▌EN

Die unschuldige Jugend

Wie die russische Seele Eingang in die Mode findet

Auf der Wartebank – das Mannequin Anja Leuenberger und Kolleginnen vor der Modenschau „Yanina“ (Bild: Christian Janssen)

Von Christian Janssen — 6. Februar 2015
Die hohe Schneiderkunst ist nicht auf Westeuropa beschränkt. Auch aus Osteuropa kommen beachtliche Beiträge zur Kleidungskultur. Zu den zur Zeit bedeutendsten Couturiers aus Rußland zählt ohne Zweifel die Moskauerin Yulia Yanina.

Yulia Yanina präsentierte am 26. Januar 2015 im Hôtel le Marois eine Kollektion, für welche wahre Filmdiven die Inspiration gewesen waren; Jane Birkins jugendlicher offener Geist, Catherine Deneuves kalte Aristokratie und Brigitte Bardots aufregende Sexualität kulminierten in der Kollektion „Innocence of Youth“. Die Kollektion verband sowohl das reiche russische Modeerbe als auch die russische Mentalität mit französischer Couture. Lange Roben, Röcke mit Schleppen, Stufenröcke in A-Linie, Dirndlröcke, voluminöse Kaskadenröcke und winzige Mieder fanden hier zueinander. Enge Taillen, leichte klare Silhouetten und herrlich blühende Stickereien waren das magische Rezept für besondere Anlässe. Kleider mit exquisiten Linien versprachen allen Frauen unendlich viel Glück und Vertrautheit sowie immerwährende Jugend. Florale Drucke und durchsichtige Stoffe verschafften der Kollektion eine innovative Note.

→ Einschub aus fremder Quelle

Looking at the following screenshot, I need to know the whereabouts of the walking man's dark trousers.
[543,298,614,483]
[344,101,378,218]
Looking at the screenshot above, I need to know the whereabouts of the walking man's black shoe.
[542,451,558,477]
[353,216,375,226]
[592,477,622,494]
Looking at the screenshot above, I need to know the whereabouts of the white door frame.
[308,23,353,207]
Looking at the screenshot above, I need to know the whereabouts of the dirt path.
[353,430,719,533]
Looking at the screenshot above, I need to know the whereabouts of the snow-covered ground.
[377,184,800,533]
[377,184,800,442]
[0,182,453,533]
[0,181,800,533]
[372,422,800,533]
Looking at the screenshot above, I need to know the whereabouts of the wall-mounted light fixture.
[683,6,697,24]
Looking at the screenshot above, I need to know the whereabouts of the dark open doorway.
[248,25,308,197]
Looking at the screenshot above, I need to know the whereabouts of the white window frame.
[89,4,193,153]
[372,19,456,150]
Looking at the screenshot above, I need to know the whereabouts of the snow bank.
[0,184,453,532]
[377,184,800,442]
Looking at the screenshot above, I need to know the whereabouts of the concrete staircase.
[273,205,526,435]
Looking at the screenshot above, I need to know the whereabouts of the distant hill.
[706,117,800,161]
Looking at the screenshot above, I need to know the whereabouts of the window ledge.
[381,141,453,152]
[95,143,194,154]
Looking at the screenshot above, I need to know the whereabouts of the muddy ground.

Die anspruchsvollen Details offenbarten den Ideenreichtum und die Individualität der Modeschöpferin. Daraus ergab sich eine reizvolle Mischung aus klassischer Sinnlichkeit und jugendlicher Unschuld. Yulia Yaninas Lieblingsstücke waren eine smaragdgrüne Robe und ein beerenroter ausladender Kaskadenrock. Bei den Silhouetten galt das Prinzip der hohen Taillen. Die Farbpalette umfaßte Weiß, Smaragdgrün, Beerenrot, schmutziges Beige und Schwarz, während die Stoffpalette Schleier, Taft, Chiffon, Seide, Tussorseide und Duchesseseide umfaßte. Ausschmückungen bestanden aus Stickereien, insbesondere Richelieu-Stickereien, Seidenstichen, etlichen Applikationen und Entblößungen. Die Kollektion war genau das Richtige für eine gnädige und elegante Frau als Angehörige einer zuversichtlichen Generation.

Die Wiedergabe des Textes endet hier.